Forse è troppo, o non abbastanza. Senza dubbio la punizione, come a scuola, non è una politica. Ma bisognerebbe essere all’oscuro dell’ultimo attacco chimico contro una zona controllata dai ribelli siriani e bisognerebbe aver chiuso gli occhi sui crimini commessi da Bashar al Assad per indignarsi del bombardamento – con più di cinquanta missili – ordinato qualche ora fa da Donald Trump contro la base aerea siriana da cui era partito l’attacco.

Dunque, questo crimine non è rimasto impunito. Moralmente parlando, meglio così, è solo stata fatta giustizia.
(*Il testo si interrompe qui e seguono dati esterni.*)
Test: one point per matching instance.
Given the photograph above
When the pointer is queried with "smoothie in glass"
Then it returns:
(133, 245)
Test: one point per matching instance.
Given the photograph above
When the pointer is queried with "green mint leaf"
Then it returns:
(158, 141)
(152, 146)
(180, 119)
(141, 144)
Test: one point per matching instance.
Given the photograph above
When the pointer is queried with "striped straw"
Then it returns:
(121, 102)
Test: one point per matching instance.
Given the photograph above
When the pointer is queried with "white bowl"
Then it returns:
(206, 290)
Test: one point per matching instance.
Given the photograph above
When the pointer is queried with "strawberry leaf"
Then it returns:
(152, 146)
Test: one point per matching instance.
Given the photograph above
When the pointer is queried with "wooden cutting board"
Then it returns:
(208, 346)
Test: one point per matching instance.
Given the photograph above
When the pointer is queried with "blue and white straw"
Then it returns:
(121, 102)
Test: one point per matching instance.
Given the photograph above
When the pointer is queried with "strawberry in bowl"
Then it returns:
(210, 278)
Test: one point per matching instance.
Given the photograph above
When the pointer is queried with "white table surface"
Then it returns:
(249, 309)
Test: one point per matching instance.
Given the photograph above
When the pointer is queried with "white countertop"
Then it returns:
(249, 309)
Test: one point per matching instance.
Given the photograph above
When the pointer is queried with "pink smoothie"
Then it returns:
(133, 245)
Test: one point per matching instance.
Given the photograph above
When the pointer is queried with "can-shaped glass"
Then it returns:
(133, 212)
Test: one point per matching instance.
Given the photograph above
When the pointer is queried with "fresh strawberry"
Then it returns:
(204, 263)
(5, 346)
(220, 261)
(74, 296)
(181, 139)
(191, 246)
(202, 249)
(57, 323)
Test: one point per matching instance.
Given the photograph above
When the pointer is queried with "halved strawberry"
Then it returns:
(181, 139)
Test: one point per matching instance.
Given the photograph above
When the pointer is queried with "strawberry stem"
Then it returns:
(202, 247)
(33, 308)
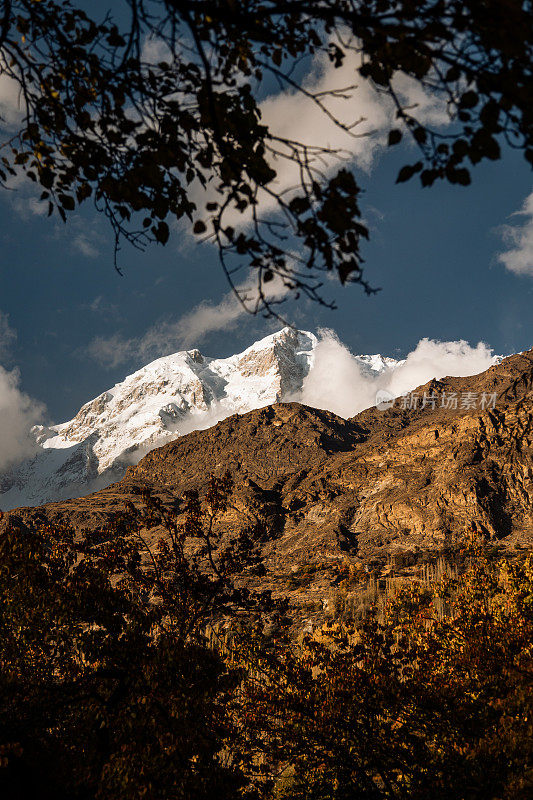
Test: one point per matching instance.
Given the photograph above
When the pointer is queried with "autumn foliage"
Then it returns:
(133, 665)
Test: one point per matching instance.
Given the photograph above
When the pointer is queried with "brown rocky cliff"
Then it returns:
(317, 489)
Ma politicamente parlando?

Qui le domande diventano tante, perché in fondo è stata distrutta solo una base e non è stata eliminata l’intera aviazione di Assad.

Il macellaio di Damasco ha altri aerei. Potrebbe ripetere le sue azioni e non avrebbe nemmeno bisogno di ricorrere di nuovo alle armi chimiche per mettere la Casa Bianca con le spalle al muro, dato che nuovi bombardamenti contro zone abitate, nuove vittime civili e i diversi luoghi comuni che farebbero immediatamente il giro del mondo finirebbero per suggerire a Donald Trump nuove reazioni, oppure lo spingerebbero a trattare un domani con il governo che questa notte ha attaccato.

Faccia a faccia in Medio Oriente
E non c’è solo Bashar al Assad. I suoi due alleati – gli iraniani e, soprattutto, Vladimir Putin – potrebbero essere tentati di mettere alla prova la Casa Bianca in un modo o nell’altro. Si aprirebbe così un periodo di estrema incertezza nel momento in cui il presidente statunitense è, per essere gentili, un uomo senza esperienza, i suoi alleati sono presi alla sprovvista dalle sue decisioni, i suoi collaboratori sono per la maggior parte dei novizi e la politica estera statunitense resta da definire.

Da questa notte siamo entrati in una zona pericolosa per la stabilità internazionale, perché la Russia di Vladimir Putin e gli Stati Uniti di Donald Trump si trovano faccia a faccia in Siria, nel cuore di un Medio Oriente in piena implosione.

Siamo passati da un’inattività rassegnata all’illusione che la forza potrebbe, da sola, risolvere un conflitto nel quale si mischiano vari elementi

Questo vuol dire che bisogna rimpiangere la decisione statunitense? No, sia perché sarebbe difficile deplorare che per una volta i misfatti di Bashar al Assad sono stati puniti sia perché i rimpianti non servono a niente.

Cio che è fatto è fatto. Non c’è niente di sorprendente, perché Bashar al Assad ha compiuto un crimine di troppo. Ma bisogna constatare che all’improvviso siamo passati da un’inattività rassegnata all’illusione che la forza potrebbe, da sola, risolvere un conflitto nel quale si mischiano vari elementi.

Primo, l’aspirazione dei siriani alla libertà; secondo, gli odi suscitati dalla ferocia che questo regime ha mostrato dal 2011; terzo, il pericolo costituito dal gruppo Stato islamico, un’organizzazione in ritirata ma non ancora del tutto sconfitta; quarto, la rivalità regionale tra l’Iran sciita e l’Arabia Saudita sunnita; quinto, e non è la questione minore, la credibilità di Vladimir Putin a livello internazionale e interno.

Quindi no, questa notte non si è risolto niente, e niente si risolverà né in un giorno né in dieci anni.